Già nell’antichità vi erano stati pittori specialisti in questo genere, famosi per la loro abilità nel ritrarre fiori e frutta al punto da ingannare non solo gli osservatori, ma perfino gli insetti che andavano a posarsi sui loro dipinti. Nella pittura medievale la rappresentazione di alcuni tipi di animali e di piante, come il pesce, l’agnello, l’ulivo, la palma, divenne frequente poiché a essi venivano dati significati simbolici legati alla religione cristiana (Cristo è detto agnello di Dio, la palma indica il martirio).
Nel corso del Rinascimento la pittura si concentra sulla raffigurazione dell’uomo, ed è raro trovare quadri interamente dedicati alla natura morta. In alcuni dipinti, però, troviamo rappresentati gli oggetti in bella vista, messi sullo stesso piano della figura umana.
È sul finire del Cinquecento e nei primi anni del Seicento che la natura morta conosce un successo mai avuto prima. Da un lato, soprattutto in Italia, si sviluppa un nuovo interesse per l’indagine scientifica della natura. Mentre gli scienziati studiano piante e animali al microscopio, alcuni artisti si specializzano nella raffigurazione attenta della natura, dando vita a splendidi disegni colorati, sfruttati dagli stessi scienziati per illustrare le loro ricerche.
Ma è soprattutto nell’Europa del Nord che la natura morta diventa uno dei temi preferiti dalla pittura fiamminga e tedesca.
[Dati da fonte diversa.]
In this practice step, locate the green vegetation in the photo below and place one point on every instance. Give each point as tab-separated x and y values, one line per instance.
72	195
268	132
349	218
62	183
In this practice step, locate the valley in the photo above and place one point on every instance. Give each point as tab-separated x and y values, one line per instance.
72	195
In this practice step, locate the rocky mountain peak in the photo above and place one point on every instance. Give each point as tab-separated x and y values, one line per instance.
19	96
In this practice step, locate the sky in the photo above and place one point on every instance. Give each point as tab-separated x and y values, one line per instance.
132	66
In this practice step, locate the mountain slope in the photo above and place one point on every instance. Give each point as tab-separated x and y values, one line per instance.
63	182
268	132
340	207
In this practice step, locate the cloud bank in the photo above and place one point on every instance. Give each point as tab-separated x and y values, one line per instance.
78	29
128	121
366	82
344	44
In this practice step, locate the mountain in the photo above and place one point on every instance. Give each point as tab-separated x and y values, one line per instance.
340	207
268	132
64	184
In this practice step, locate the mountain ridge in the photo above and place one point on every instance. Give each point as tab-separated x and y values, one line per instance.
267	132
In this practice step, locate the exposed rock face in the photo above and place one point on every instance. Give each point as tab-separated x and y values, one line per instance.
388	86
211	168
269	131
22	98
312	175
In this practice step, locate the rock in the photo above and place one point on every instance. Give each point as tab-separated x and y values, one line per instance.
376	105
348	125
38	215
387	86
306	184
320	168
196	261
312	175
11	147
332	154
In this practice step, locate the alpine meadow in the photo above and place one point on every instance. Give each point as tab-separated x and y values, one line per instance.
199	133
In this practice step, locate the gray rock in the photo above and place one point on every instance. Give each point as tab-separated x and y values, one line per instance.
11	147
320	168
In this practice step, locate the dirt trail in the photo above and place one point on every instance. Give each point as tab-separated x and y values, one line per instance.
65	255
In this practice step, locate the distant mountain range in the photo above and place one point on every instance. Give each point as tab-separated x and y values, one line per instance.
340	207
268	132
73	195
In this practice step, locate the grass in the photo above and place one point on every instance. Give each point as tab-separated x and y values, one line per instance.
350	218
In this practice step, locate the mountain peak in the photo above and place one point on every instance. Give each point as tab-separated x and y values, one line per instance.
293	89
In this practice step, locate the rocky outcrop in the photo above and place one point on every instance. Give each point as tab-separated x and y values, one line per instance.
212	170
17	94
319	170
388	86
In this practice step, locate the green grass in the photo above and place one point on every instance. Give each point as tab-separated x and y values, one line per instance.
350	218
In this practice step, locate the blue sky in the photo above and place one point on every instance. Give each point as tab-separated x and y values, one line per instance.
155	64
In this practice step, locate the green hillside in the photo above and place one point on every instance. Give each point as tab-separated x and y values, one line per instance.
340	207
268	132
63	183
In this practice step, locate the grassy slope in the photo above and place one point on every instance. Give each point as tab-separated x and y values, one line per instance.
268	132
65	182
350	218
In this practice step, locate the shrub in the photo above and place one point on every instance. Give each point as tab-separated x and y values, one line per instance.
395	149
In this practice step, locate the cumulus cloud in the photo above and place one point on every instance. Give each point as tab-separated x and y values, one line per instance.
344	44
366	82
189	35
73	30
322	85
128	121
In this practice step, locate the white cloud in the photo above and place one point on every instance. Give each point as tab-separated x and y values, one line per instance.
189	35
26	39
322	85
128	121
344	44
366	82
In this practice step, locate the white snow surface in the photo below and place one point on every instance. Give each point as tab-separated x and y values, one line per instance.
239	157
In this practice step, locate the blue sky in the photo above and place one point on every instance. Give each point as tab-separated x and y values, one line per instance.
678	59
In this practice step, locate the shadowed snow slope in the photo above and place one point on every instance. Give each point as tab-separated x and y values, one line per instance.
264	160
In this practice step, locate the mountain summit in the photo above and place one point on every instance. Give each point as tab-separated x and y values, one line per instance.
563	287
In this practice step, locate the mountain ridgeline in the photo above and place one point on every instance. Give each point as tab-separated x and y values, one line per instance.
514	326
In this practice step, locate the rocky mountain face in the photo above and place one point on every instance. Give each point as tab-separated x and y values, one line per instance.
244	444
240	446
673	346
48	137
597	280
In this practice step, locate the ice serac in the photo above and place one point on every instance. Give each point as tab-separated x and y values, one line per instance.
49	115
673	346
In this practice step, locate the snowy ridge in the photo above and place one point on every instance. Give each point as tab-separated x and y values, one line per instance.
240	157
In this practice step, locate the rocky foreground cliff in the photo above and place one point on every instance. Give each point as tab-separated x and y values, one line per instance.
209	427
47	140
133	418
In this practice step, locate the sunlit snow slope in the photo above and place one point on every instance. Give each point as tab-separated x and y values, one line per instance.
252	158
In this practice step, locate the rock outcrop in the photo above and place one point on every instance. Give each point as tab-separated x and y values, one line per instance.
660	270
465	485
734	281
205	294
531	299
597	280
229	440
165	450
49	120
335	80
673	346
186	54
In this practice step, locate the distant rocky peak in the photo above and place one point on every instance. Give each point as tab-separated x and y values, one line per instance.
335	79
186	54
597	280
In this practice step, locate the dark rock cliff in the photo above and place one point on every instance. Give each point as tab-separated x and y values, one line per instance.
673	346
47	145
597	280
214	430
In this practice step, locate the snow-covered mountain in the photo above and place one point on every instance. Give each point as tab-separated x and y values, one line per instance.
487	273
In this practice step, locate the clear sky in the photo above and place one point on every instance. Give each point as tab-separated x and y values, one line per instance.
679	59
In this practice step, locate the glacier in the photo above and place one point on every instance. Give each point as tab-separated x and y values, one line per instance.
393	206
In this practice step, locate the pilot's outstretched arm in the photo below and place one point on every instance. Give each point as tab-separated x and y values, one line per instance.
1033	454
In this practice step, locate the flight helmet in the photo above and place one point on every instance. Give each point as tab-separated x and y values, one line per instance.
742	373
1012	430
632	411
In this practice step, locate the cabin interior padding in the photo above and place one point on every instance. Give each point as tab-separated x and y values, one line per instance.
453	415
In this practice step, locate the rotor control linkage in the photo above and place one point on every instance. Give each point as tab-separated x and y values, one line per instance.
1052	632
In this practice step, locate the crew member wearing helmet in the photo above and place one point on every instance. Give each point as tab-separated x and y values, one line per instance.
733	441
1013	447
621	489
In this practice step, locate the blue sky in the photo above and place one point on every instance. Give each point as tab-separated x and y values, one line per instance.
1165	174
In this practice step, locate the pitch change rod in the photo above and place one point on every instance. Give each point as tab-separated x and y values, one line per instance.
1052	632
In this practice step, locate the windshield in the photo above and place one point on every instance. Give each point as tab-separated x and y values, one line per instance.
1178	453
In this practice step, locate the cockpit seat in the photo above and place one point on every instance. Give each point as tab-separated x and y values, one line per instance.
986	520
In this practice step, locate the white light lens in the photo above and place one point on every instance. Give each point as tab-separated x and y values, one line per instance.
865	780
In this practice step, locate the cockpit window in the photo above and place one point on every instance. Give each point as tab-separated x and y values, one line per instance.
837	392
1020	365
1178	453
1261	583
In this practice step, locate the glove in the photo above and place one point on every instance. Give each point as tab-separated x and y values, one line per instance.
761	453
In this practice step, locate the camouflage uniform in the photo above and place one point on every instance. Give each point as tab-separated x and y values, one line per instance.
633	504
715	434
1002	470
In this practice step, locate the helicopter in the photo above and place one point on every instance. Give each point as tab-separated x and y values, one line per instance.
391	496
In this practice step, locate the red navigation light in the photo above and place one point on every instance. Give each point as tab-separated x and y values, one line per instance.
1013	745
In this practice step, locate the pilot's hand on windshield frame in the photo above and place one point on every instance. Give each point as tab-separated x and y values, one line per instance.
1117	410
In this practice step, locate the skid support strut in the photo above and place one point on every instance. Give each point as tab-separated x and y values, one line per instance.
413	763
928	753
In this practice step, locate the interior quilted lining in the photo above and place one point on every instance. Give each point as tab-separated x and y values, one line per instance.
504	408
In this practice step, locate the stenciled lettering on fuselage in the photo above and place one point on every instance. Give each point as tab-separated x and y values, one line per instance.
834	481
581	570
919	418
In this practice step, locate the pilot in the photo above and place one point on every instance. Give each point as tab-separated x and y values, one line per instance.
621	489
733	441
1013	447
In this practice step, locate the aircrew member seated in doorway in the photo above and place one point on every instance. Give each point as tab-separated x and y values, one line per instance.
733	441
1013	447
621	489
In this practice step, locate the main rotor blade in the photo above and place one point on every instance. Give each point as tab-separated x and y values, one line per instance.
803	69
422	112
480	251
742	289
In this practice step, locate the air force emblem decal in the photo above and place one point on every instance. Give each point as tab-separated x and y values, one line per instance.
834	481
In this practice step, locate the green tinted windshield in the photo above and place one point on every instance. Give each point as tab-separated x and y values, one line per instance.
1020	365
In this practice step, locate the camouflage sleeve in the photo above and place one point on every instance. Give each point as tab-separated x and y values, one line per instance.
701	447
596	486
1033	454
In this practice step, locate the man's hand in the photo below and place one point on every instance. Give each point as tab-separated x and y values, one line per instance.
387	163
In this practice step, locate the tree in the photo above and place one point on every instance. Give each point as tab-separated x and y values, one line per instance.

La religione protestante, diffusasi in questi paesi, vietava infatti di ritrarre Cristo, la Madonna e i Santi. È perciò che in questa zona, ricca di artisti eccezionali, ebbero tanto successo i generi cosiddetti minori, come il paesaggio, il ritratto e la natura morta. Lo stile degli artisti del Nord (basta pensare a Jan Vermeer), così limpido, realistico e accurato, sembrava del resto fatto apposta per ritrarre in modo quasi ingannevole la realtà naturale.
In Italia il primo e più importante autore di nature morte è Caravaggio. Egli eseguì la celebre Canestra di frutta intorno al 1596: un dipinto che raffigura mele, pere, uva e melograni con una forza e una concentrazione tali da far sembrare la canestra un ritratto umano. Questa è l’unica natura morta conosciuta dell’artista, ma in altri dipinti egli inserì vasi di fiori, strumenti musicali e ceste di frutta ritratti con la stessa cura e la stessa importanza riservate alla figura umana (per esempio nel Suonatore di liuto).
Molti seguaci di Caravaggio imitarono l’esempio del maestro e la natura morta, inserita in un quadro con figure oppure isolata, si diffuse ovunque, diventando un genere di pittura molto apprezzato. Tante erano le richieste di questo tipo di dipinti che alcuni artisti si specializzarono diventando famosi esclusivamente per la loro bravura nel ritrarre fiori (Mario de’ Fiori), strumenti musicali (Evaristo Baschenis), animali (Giovan Battista Recco) e perfino tappeti (il Maestro dei tappeti).